Uberduck is a tool for fun and creativity with neural text-to-speech. This repository will get you creating your own speech synthesis models. Please see our training and synthesis notebooks, and the Wiki.
The main "Tacotron2" model in this repository is based on the NVIDIA Mellotron. The states of the various latent space features are
- Multispeaker training (functioning, beneficial)
- Torchmoji conditioning (functioning)
- Audio/speaker embedding (functioning)
- Pitch conditioning (non functioning)
- SRMR and MOSNet conditioning (non functioning)
It also includes teacher forcing type methods for prosody matching, as well as language, tensorboard, and torchscript support, and improvements to the learning rate scheduling.
The easiest ways to try us out are the colab notebooks, but if you want to install, run
conda create -n 'uberduck-ml-dev' python=3.8
source activate uberduck-ml-dev
pip install git+https://github.com/uberduck-ai/uberduck-ml-dev.git
-
Create your training config and filelists. Use the training configs in the
configs
directory as a starting point, e.g. this one. -
(Optional) Download torchmoji models if training with Torchmoji GST.
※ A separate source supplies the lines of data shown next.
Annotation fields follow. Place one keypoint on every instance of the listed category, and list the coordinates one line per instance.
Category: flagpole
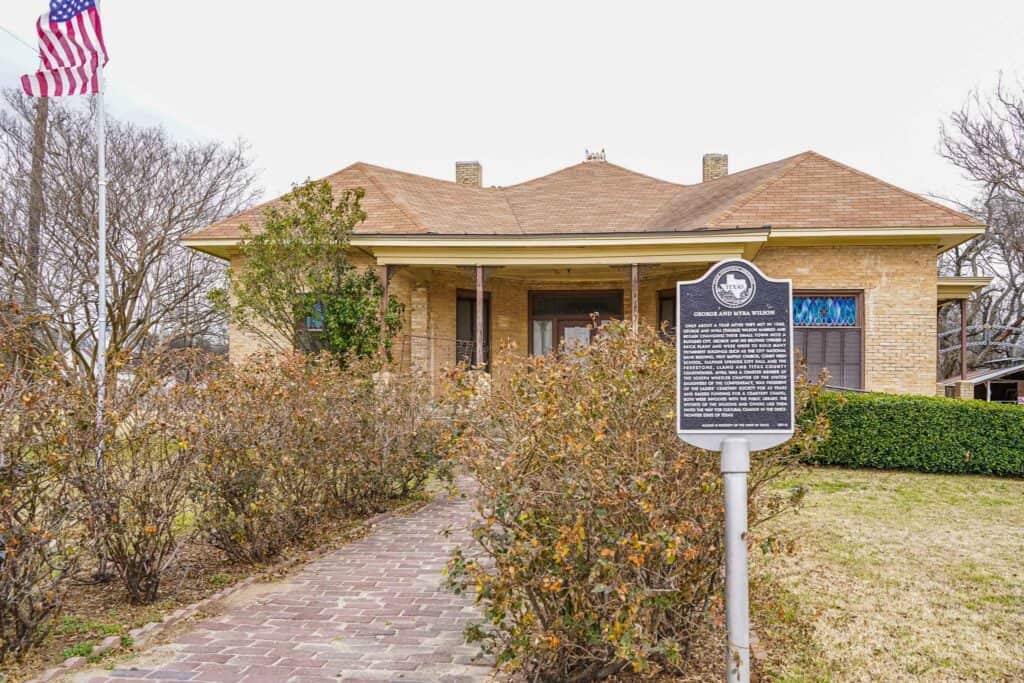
(100, 365)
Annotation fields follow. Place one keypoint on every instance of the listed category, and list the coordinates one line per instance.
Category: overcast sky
(524, 87)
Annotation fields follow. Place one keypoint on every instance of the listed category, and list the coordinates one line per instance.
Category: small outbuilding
(997, 385)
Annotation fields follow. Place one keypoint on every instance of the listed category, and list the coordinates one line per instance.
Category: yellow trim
(565, 256)
(509, 241)
(616, 249)
(943, 238)
(951, 289)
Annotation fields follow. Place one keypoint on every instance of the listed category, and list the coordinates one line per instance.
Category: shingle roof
(805, 190)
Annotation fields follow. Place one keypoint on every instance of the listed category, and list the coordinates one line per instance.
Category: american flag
(71, 48)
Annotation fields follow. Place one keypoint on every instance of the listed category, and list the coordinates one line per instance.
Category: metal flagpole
(100, 366)
(735, 465)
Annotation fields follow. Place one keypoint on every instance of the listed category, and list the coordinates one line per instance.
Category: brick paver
(374, 610)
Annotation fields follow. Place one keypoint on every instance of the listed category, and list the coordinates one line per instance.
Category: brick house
(479, 266)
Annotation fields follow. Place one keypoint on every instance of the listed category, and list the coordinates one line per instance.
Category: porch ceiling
(563, 252)
(952, 289)
(566, 274)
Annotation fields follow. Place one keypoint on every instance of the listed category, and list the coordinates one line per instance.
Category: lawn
(896, 575)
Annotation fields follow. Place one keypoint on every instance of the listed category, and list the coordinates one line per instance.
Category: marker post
(735, 394)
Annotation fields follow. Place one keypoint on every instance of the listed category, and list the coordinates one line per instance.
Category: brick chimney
(715, 166)
(469, 173)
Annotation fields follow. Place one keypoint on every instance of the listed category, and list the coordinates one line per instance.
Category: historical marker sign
(734, 344)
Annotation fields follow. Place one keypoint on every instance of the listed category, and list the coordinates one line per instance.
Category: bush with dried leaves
(599, 531)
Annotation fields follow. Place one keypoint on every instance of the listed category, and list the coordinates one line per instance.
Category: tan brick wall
(898, 286)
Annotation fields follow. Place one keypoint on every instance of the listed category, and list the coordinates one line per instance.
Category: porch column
(479, 316)
(963, 339)
(635, 298)
(384, 272)
(419, 327)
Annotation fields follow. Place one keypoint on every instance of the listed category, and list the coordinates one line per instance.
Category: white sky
(524, 87)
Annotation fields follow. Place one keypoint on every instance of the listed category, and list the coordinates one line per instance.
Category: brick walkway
(373, 610)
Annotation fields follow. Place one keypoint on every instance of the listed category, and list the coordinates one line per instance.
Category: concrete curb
(143, 634)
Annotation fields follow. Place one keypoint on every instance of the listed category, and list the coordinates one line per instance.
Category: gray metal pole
(100, 366)
(735, 465)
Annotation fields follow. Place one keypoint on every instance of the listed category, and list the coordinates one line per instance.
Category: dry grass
(900, 577)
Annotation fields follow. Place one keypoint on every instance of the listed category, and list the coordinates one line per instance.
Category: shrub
(385, 438)
(148, 468)
(599, 531)
(288, 442)
(924, 433)
(37, 514)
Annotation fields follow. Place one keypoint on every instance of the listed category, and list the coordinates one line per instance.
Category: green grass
(898, 575)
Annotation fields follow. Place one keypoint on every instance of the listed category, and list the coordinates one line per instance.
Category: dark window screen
(577, 303)
(838, 349)
(465, 329)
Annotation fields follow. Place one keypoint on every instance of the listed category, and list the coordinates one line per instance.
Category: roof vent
(469, 173)
(715, 166)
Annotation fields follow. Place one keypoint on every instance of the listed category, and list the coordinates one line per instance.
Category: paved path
(373, 610)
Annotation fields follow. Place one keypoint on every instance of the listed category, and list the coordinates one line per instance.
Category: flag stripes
(71, 52)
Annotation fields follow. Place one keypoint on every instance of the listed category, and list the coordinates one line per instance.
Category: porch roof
(955, 288)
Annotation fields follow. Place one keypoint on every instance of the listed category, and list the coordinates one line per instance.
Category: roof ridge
(912, 195)
(404, 210)
(584, 163)
(744, 199)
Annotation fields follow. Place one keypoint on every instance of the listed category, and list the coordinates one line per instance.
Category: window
(667, 313)
(314, 321)
(565, 317)
(827, 333)
(465, 326)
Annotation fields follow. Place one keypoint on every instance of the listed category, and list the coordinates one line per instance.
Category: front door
(566, 318)
(573, 334)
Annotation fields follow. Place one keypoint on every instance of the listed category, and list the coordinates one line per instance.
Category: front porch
(468, 298)
(467, 313)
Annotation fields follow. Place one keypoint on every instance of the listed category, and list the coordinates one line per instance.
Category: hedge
(923, 433)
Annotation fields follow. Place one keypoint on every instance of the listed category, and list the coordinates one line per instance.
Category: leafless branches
(159, 190)
(985, 139)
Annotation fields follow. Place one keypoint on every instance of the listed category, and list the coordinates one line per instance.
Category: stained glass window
(824, 311)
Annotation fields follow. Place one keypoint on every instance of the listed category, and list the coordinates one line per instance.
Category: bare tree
(159, 190)
(985, 139)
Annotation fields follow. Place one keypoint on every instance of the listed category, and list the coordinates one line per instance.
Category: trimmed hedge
(923, 433)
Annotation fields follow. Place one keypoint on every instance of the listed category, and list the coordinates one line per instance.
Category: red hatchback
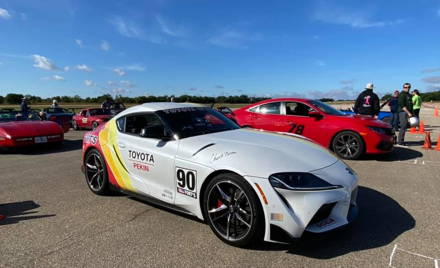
(91, 118)
(349, 136)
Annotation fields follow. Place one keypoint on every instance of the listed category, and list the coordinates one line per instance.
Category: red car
(349, 136)
(17, 130)
(91, 118)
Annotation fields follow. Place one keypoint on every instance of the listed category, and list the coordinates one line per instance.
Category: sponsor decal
(141, 167)
(142, 157)
(218, 156)
(91, 139)
(186, 182)
(182, 110)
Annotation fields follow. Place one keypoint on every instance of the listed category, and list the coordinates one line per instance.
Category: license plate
(40, 139)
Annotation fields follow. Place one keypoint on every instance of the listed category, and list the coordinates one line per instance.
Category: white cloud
(127, 84)
(44, 63)
(119, 71)
(89, 83)
(170, 29)
(135, 67)
(355, 18)
(58, 77)
(127, 28)
(233, 39)
(79, 42)
(84, 68)
(105, 46)
(4, 14)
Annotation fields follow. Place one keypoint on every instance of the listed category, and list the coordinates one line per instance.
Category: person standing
(24, 106)
(417, 102)
(367, 103)
(405, 111)
(394, 107)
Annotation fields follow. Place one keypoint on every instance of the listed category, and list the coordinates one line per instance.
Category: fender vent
(203, 148)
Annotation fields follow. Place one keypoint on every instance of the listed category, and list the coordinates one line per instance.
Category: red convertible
(17, 130)
(91, 118)
(349, 136)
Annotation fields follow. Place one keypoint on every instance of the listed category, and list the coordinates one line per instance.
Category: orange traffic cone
(437, 148)
(427, 144)
(422, 127)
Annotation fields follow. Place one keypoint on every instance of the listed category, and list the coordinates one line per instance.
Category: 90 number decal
(186, 182)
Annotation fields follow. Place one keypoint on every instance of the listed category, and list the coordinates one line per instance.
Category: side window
(270, 108)
(120, 123)
(134, 123)
(297, 108)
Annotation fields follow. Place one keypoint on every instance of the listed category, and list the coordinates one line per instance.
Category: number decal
(297, 129)
(186, 182)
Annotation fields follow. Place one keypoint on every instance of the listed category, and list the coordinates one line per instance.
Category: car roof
(156, 106)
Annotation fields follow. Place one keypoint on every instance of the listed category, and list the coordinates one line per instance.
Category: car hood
(30, 128)
(255, 153)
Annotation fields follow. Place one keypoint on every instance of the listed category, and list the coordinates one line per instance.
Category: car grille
(322, 213)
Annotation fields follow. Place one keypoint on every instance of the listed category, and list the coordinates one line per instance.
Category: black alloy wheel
(233, 210)
(348, 145)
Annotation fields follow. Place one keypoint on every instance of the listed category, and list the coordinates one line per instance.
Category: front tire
(95, 172)
(348, 145)
(233, 210)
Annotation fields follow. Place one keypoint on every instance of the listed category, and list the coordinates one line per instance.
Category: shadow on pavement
(20, 211)
(66, 146)
(398, 154)
(381, 220)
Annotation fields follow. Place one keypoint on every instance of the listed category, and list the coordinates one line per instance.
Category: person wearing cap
(405, 111)
(367, 103)
(54, 104)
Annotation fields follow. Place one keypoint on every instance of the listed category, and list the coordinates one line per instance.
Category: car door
(296, 118)
(150, 161)
(266, 116)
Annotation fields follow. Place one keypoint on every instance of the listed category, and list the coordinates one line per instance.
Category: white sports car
(247, 185)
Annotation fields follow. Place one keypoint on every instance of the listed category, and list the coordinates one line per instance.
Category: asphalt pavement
(53, 220)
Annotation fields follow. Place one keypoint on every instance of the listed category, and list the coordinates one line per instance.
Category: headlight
(300, 181)
(379, 130)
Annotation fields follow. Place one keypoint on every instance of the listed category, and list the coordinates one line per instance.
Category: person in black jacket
(367, 103)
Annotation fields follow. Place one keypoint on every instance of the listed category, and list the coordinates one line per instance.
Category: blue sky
(218, 47)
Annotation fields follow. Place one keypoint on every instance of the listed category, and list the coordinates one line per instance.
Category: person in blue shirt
(394, 107)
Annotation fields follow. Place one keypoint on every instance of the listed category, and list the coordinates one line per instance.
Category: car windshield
(99, 112)
(8, 116)
(193, 121)
(326, 108)
(56, 110)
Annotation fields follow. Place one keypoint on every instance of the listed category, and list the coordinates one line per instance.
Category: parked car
(18, 130)
(61, 116)
(247, 185)
(91, 118)
(349, 136)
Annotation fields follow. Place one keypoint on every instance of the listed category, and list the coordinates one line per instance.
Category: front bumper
(294, 212)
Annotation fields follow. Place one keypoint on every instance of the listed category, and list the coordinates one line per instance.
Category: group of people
(403, 105)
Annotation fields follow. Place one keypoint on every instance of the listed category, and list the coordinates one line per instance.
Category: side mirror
(315, 114)
(155, 132)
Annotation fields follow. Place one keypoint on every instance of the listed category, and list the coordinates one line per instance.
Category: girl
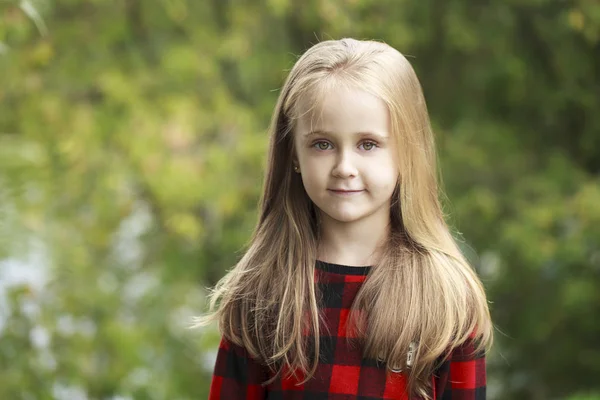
(352, 286)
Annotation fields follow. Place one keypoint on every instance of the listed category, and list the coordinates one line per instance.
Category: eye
(368, 145)
(321, 145)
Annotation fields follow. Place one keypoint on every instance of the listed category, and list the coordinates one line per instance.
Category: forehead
(342, 110)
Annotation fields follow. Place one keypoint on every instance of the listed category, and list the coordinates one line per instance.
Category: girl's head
(351, 116)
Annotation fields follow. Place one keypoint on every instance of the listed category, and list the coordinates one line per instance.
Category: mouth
(345, 192)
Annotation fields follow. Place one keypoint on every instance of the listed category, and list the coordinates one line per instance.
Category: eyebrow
(321, 132)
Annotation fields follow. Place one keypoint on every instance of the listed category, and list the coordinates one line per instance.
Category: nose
(344, 167)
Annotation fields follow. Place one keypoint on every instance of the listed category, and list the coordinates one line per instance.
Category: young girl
(352, 286)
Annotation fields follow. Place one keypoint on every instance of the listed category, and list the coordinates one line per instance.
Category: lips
(347, 192)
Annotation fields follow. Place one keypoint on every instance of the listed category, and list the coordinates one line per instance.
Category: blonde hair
(421, 290)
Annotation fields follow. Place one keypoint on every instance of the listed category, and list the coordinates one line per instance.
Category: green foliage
(132, 140)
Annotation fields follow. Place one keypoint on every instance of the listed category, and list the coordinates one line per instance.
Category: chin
(345, 217)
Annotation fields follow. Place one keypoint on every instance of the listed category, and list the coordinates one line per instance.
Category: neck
(355, 243)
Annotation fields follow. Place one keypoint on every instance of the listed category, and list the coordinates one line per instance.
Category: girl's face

wget "https://github.com/johnpaulbin/torchMoji/releases/download/files/pytorch_model.bin" -O pytorch_model.bin wget "https://raw.githubusercontent.com/johnpaulbin/torchMoji/master/model/vocabulary.json" -O vocabulary.json
-
Start training. Example invocation for Tacotron2 training:
python -m uberduck_ml_dev.exec.train_tacotron2 --config tacotron2_config.json
We love contributions! To install in development mode, run
pip install pre-commit black # install the required development dependencies in a virtual environment
git clone git@github.com:uberduck-ai/uberduck-ml-dev.git # clone the repository:
pre-commit install # Install required Git hooks:
python setup.py develop # Install the library
In an environment with uberduck-ml-dev installed, run
python -m pytest